What if we apply a maximum waiting time target, say of 1 hour, and allow customers to jump to the front of their queue if they are at risk if breaching the target? That will smooth out spikes and give everyone a fair chance. Customers will understand. It is intuitively obvious and common sense. But our intuition has tricked us before …
So we run the experiment again and this time we tell our customers that if they wait 50 minutes then they can jump to the front of their queue. They appreciate this because they now have a upper limit on the time they will wait.

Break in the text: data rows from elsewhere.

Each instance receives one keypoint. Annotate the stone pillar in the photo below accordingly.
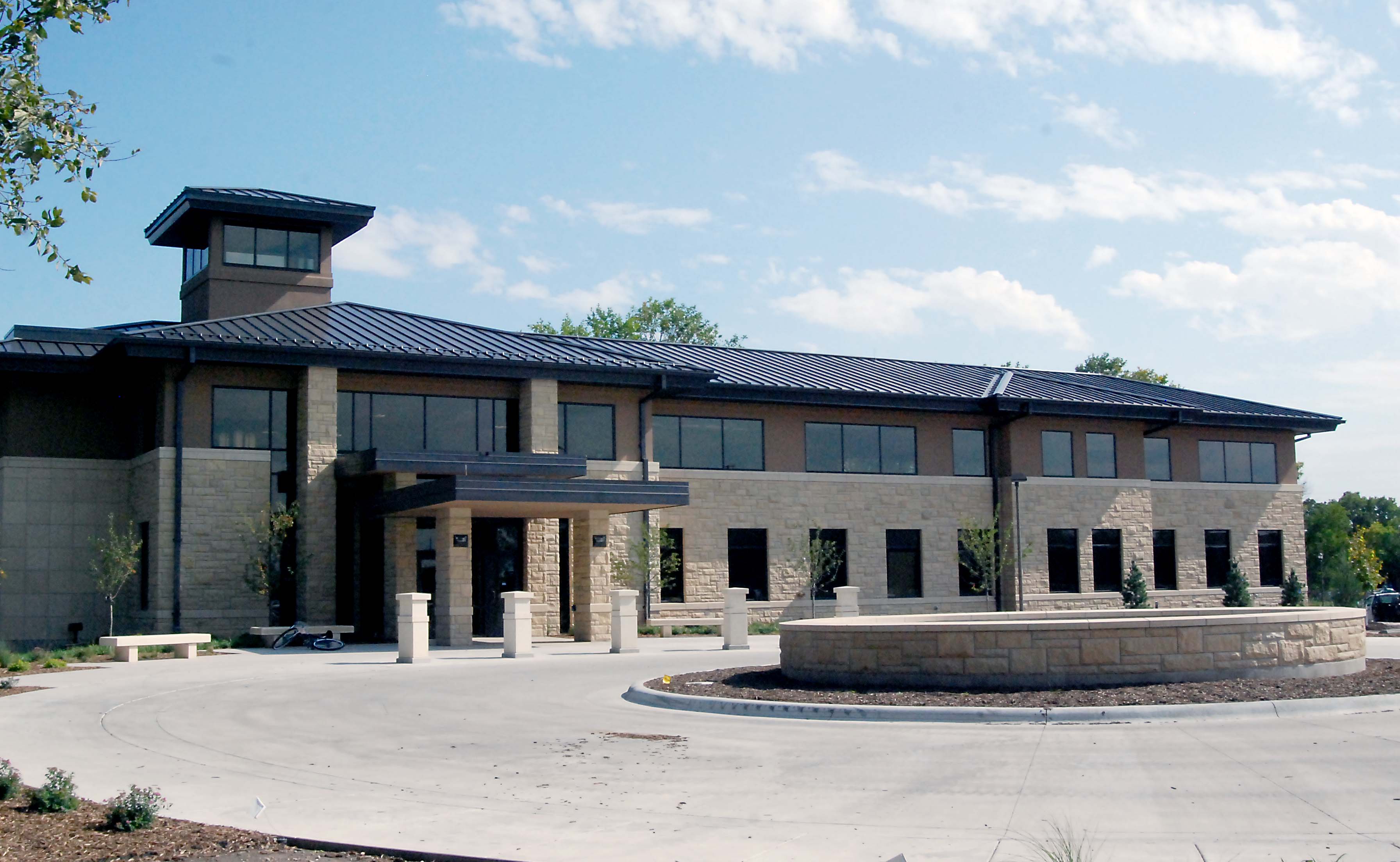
(314, 459)
(623, 620)
(736, 629)
(539, 416)
(591, 577)
(454, 577)
(517, 625)
(414, 627)
(848, 601)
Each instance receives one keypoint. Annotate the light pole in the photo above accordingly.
(1021, 586)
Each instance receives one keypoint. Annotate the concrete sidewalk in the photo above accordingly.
(544, 760)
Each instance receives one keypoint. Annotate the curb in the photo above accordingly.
(639, 693)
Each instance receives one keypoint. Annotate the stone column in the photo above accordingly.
(314, 458)
(454, 575)
(591, 577)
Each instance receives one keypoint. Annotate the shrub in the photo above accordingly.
(135, 809)
(58, 794)
(1237, 588)
(1294, 594)
(10, 783)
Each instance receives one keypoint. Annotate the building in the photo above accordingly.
(462, 461)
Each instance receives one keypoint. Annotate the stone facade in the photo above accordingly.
(1077, 648)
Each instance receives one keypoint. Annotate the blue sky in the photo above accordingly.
(1205, 188)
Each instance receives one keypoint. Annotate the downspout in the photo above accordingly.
(180, 486)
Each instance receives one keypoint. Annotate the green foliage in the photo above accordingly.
(1294, 594)
(10, 781)
(1119, 367)
(117, 556)
(653, 321)
(1134, 590)
(135, 809)
(1237, 588)
(41, 128)
(58, 794)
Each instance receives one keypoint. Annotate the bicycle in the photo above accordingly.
(327, 643)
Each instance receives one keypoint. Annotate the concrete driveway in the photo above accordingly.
(542, 760)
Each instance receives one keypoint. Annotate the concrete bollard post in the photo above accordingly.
(414, 627)
(736, 618)
(517, 625)
(625, 620)
(848, 601)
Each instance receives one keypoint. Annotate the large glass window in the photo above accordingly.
(836, 448)
(1217, 557)
(272, 248)
(1234, 461)
(418, 423)
(1101, 455)
(750, 562)
(1108, 560)
(707, 444)
(969, 452)
(587, 430)
(1157, 454)
(1056, 454)
(1164, 559)
(904, 569)
(1063, 553)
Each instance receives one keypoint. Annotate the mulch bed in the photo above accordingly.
(79, 837)
(768, 683)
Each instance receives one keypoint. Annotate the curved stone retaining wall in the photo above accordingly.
(1076, 647)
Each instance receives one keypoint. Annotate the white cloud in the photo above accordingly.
(1094, 119)
(1102, 255)
(891, 303)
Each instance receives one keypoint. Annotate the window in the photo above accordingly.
(1217, 557)
(1232, 461)
(1102, 457)
(673, 565)
(750, 562)
(1157, 454)
(196, 261)
(904, 570)
(707, 444)
(1164, 559)
(1108, 560)
(418, 423)
(1056, 454)
(834, 448)
(272, 248)
(1270, 557)
(969, 452)
(836, 538)
(1063, 552)
(587, 430)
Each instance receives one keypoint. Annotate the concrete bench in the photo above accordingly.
(269, 633)
(125, 646)
(666, 626)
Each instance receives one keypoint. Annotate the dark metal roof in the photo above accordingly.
(185, 220)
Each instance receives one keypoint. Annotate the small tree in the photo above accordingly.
(818, 562)
(1134, 590)
(266, 567)
(1237, 588)
(118, 555)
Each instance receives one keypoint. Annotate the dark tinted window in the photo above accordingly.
(1056, 454)
(750, 562)
(1063, 552)
(1217, 557)
(1270, 557)
(1108, 560)
(1164, 559)
(904, 570)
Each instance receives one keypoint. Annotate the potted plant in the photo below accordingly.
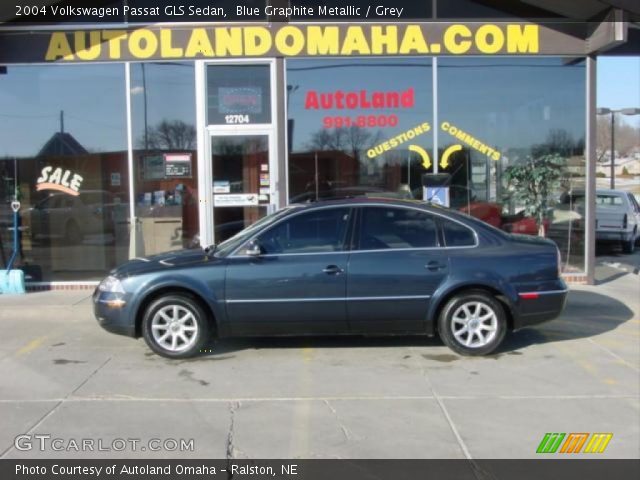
(531, 182)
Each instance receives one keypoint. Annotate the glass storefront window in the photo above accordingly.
(358, 127)
(238, 94)
(165, 156)
(508, 117)
(63, 152)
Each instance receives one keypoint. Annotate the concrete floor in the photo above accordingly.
(324, 397)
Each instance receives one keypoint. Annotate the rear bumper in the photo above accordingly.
(535, 307)
(604, 236)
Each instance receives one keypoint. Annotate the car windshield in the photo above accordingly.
(225, 248)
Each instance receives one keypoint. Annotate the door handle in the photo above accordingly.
(435, 266)
(332, 270)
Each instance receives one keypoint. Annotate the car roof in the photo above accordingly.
(368, 200)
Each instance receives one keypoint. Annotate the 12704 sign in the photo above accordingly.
(236, 119)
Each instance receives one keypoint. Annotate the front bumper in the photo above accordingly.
(114, 313)
(540, 305)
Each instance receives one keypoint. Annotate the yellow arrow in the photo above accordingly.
(444, 162)
(426, 161)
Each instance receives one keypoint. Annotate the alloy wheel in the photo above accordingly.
(474, 324)
(174, 328)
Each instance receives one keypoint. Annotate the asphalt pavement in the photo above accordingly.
(65, 378)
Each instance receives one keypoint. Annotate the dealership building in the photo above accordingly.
(130, 128)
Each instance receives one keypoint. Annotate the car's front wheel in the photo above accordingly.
(472, 323)
(176, 326)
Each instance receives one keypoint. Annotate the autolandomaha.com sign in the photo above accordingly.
(229, 41)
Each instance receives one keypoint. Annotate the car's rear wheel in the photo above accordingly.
(472, 323)
(176, 326)
(630, 245)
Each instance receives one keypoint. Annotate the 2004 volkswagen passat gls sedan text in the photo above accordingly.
(356, 266)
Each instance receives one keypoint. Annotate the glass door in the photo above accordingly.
(242, 180)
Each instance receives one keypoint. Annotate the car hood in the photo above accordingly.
(163, 261)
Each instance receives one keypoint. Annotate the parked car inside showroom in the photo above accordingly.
(367, 266)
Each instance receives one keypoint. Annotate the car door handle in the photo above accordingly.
(332, 270)
(435, 266)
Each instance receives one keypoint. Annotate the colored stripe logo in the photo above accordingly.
(573, 442)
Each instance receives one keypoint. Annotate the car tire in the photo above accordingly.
(629, 246)
(176, 326)
(72, 234)
(477, 310)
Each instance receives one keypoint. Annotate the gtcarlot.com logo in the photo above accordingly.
(573, 442)
(48, 443)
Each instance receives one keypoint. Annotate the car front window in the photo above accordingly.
(396, 228)
(225, 248)
(316, 231)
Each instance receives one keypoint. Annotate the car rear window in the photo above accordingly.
(457, 235)
(608, 200)
(398, 228)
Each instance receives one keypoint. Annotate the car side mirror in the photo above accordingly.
(253, 249)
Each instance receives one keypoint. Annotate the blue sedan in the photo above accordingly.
(358, 266)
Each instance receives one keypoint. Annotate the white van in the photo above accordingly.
(617, 217)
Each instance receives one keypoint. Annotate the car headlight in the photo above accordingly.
(111, 284)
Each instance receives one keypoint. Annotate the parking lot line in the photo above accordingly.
(31, 346)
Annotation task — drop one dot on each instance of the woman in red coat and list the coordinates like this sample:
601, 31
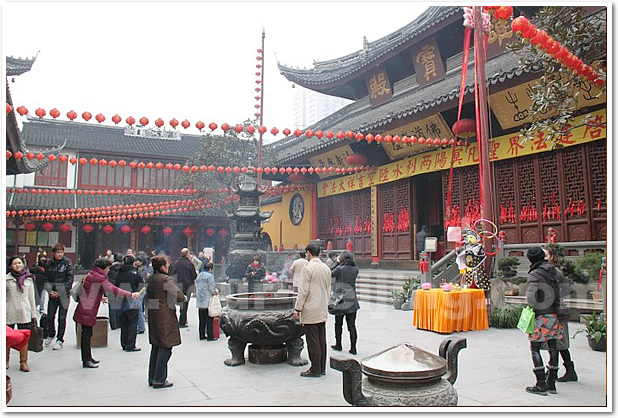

And this is what we observe. It looks better than before, at least initially, and then it goes pear-shaped.
All we have done with our ‘carve-out and-expedite-the-long-waiters’ design is to defer the inevitable – the crunch. We cannot keep our promise. By the end everyone is pushing to the frontof the queue. It is a riot!
And there is more. Look at the lead time for the last few customers – two hours. Not only have they waited a long time, but we have had to stay open for two hours longer. That is a BIG cost pessure in overtime payments.
So, whatever way we look at it: a single-queue design is better. And no one loses out! The customers have a short and predictable waiting time; the operatives are kept occupied and go home on time; and the executives bask in the reflected glory of the excellent customer feedback. It is a Three Wins® design.
Seeing is believing – and we now know that it is worth diagnosing and treating carveoutosis.
And the only thing left to do is to explain is how a single-queue design works better. It is not obvious is it?
And the best way to do that is to play the Post Office Game and see what actually happens.
A big light-bulb moment awaits!
Update: My little Sylvanian friends have tried the Post Office Game and kindly sent me this video of the before Sylvanian Post Office Before and the after Sylvanian Post Office After. They say they now know how the single-queue design works better.